Recent experience and reflection on past incidents reinforced that there is no substitute for classical, deep learning.

   I started this blog mainly because clients and people who hosted clinics and friends in diverse areas all asked what it is like to work as a modern shaman. I’ve shared some of the experiences of shamanic healing from the practitioner’s perspective.

  One thing popped up recently, however and it echoed to several years ago. It is the tendency to see what we do in our particular type of shamanic work and then to imitate it without the work, the background, or the understanding of its context in order to do it correctly.

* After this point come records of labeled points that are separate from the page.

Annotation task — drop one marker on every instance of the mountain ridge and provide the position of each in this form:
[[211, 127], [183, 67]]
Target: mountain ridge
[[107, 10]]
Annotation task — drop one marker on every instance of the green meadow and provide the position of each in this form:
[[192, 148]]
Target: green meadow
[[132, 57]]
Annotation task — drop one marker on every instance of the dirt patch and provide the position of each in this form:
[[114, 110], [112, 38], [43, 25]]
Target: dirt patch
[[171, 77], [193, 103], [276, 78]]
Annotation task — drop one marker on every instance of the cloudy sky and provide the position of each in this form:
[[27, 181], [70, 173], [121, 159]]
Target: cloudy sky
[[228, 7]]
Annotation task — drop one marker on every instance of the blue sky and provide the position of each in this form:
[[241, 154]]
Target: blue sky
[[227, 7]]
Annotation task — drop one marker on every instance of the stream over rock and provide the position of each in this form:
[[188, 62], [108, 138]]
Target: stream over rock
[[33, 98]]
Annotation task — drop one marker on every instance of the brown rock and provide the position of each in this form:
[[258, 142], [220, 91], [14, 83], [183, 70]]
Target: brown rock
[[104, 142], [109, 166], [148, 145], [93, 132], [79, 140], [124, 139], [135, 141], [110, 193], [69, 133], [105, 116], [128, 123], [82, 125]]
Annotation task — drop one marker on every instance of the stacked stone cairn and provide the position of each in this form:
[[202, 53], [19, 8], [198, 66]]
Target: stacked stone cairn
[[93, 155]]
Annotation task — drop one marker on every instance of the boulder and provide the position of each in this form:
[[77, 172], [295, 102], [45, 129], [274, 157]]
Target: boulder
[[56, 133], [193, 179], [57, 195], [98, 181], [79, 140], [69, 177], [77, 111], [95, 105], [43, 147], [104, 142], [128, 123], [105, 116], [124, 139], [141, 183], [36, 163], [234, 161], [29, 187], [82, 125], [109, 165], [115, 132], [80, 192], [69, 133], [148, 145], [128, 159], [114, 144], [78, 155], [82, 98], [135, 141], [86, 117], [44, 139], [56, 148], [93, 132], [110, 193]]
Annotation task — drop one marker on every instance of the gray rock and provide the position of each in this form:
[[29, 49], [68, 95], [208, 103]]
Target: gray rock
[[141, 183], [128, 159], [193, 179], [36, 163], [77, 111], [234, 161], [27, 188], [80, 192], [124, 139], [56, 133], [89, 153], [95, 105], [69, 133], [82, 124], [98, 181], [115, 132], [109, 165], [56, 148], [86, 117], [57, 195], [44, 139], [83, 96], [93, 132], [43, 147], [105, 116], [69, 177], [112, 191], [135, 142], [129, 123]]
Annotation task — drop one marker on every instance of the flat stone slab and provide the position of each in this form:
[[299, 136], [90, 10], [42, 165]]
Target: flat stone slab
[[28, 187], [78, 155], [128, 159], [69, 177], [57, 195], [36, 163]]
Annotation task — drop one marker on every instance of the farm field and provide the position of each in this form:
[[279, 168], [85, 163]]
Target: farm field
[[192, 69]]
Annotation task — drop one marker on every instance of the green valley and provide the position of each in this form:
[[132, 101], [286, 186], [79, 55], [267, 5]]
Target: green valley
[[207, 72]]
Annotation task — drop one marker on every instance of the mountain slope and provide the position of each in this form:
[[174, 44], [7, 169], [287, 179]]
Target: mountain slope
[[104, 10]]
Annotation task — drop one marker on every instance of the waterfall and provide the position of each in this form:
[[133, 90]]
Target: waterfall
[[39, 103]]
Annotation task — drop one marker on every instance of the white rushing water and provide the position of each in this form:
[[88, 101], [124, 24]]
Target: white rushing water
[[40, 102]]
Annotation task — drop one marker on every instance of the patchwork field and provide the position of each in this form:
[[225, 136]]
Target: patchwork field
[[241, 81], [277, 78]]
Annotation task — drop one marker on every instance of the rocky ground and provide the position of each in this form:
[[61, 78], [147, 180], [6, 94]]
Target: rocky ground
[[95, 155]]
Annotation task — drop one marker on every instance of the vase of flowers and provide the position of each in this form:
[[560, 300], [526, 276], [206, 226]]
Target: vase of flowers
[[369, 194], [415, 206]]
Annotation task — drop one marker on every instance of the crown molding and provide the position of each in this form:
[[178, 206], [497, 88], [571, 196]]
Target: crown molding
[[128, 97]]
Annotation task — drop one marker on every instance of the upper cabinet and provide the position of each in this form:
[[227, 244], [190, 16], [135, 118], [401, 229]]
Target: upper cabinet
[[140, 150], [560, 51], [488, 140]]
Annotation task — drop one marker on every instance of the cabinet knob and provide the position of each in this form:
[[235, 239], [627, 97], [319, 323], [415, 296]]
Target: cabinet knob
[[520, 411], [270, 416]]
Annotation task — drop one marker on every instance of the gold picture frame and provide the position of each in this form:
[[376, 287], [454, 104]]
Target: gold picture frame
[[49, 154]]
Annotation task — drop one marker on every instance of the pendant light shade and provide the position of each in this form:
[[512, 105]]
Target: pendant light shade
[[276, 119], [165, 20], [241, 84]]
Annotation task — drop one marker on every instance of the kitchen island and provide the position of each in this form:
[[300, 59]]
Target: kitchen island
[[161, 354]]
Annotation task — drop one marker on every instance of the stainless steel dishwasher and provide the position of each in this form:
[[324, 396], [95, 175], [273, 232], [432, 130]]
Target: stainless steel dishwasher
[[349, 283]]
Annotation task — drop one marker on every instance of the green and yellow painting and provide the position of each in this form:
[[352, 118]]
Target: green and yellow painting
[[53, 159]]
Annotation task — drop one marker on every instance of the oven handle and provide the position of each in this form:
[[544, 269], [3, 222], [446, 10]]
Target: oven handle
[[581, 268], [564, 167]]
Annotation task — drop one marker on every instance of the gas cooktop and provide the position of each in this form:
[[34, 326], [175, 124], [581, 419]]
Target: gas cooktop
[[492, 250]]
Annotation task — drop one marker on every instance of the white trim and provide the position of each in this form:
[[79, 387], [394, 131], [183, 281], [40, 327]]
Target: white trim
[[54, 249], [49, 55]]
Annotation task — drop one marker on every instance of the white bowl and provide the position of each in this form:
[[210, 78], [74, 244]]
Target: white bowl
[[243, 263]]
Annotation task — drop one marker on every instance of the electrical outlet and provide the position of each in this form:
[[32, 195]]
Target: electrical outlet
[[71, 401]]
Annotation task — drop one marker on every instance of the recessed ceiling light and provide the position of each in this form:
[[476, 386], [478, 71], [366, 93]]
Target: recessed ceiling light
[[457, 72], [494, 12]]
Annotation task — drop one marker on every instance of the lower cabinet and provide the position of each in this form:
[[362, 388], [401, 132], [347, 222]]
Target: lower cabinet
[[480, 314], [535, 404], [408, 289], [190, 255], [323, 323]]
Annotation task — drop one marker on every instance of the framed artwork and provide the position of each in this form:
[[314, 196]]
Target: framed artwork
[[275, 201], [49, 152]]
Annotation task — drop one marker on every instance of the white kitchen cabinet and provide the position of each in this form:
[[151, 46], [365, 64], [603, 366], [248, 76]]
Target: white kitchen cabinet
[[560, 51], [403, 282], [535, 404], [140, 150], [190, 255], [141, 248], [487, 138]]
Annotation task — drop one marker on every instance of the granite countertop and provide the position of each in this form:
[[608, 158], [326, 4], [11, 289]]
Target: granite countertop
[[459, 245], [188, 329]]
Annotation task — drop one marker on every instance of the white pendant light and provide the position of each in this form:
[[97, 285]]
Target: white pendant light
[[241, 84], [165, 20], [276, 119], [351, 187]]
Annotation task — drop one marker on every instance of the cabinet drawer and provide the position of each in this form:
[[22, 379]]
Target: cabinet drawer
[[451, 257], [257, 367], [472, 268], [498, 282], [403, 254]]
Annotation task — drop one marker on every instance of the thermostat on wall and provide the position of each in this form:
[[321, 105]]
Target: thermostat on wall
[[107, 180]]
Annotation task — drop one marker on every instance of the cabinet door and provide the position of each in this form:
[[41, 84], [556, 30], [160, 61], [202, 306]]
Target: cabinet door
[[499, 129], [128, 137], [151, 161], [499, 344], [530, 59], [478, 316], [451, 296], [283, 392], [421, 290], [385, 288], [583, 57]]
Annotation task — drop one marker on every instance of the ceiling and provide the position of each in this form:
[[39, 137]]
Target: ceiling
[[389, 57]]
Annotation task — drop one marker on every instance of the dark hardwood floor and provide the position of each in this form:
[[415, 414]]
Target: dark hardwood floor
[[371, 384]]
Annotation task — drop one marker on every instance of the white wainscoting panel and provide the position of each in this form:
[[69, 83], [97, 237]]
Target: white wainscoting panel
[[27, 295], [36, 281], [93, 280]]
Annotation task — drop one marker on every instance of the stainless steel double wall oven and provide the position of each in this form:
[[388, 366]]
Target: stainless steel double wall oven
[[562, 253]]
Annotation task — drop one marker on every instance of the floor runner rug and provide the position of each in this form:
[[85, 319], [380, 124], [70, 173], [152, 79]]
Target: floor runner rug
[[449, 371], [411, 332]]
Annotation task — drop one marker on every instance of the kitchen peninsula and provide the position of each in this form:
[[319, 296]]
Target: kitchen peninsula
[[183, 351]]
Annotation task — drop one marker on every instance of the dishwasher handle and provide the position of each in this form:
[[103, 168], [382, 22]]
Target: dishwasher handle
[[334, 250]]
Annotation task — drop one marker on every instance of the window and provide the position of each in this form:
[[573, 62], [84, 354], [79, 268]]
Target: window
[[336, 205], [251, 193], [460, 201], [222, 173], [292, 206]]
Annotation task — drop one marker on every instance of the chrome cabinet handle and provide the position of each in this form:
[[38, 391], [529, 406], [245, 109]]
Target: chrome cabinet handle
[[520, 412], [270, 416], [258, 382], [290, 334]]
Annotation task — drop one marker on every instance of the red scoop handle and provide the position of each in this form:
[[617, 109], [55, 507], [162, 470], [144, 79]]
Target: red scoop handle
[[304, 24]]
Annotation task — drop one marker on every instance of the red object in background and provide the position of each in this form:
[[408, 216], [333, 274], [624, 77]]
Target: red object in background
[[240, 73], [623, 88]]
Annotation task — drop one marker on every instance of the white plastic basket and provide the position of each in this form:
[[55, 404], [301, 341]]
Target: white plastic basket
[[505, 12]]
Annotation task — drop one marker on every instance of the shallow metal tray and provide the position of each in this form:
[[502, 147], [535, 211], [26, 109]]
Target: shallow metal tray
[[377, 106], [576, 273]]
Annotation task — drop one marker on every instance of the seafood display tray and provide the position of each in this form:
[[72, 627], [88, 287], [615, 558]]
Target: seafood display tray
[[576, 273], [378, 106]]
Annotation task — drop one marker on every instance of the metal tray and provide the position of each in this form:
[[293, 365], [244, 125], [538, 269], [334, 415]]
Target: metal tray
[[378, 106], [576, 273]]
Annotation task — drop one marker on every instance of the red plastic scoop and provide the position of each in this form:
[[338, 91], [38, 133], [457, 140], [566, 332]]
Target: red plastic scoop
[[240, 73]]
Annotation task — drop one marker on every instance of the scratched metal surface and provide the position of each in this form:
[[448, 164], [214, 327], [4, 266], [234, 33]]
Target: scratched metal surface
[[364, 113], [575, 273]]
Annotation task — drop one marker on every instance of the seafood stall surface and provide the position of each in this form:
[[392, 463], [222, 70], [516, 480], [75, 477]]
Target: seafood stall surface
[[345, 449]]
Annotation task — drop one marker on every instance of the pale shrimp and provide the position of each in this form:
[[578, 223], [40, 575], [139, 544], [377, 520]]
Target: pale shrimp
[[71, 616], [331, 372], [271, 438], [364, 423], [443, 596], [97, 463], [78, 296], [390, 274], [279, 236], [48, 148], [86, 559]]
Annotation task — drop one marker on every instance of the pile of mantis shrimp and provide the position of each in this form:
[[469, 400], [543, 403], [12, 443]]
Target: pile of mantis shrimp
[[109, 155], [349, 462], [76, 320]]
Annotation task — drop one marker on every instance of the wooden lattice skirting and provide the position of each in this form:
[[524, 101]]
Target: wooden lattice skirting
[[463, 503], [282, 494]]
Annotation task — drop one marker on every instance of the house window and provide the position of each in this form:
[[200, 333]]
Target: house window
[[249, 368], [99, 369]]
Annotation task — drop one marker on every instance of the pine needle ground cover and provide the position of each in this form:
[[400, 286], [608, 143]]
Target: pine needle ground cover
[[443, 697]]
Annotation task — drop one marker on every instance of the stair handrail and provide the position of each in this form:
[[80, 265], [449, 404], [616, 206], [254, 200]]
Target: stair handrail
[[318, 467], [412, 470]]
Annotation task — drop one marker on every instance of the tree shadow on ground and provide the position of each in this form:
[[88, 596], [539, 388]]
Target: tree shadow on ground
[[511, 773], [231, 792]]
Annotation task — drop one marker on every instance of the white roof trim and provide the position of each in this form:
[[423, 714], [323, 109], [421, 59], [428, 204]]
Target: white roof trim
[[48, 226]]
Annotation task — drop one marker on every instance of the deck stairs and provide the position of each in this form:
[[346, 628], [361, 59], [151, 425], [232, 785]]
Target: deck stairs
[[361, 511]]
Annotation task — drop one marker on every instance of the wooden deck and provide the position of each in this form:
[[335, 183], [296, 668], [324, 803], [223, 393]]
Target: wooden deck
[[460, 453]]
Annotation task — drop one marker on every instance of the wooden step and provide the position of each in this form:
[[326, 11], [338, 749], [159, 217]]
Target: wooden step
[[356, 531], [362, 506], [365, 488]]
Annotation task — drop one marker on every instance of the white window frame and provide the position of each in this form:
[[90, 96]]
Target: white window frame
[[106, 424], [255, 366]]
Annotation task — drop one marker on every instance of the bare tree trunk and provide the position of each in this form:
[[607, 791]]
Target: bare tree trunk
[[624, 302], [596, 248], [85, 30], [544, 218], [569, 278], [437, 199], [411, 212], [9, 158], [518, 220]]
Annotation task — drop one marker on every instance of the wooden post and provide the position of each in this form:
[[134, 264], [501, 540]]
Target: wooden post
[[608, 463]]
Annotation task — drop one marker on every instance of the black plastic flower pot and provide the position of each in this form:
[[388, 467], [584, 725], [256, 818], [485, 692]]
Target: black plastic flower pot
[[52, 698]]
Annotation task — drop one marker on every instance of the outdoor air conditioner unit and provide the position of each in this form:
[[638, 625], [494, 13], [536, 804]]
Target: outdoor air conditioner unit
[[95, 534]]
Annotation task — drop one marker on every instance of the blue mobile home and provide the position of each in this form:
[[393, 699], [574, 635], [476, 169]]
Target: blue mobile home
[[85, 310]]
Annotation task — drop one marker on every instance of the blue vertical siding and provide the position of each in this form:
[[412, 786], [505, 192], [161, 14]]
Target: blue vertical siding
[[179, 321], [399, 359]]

   I know that, at first, this seems rather silly- a person sees a man with a backpack of sorts on his back jump out of the bay of an aircraft. Most of us would not assume that, merely by buying a parachute, we would know how to properly complete a free-fall jump. We might have seen a science documentary showing a surgeon’s removing a bone spur, but not only would we not think we had the background needed to do the removal properly, neither would we readily find a willing subject. 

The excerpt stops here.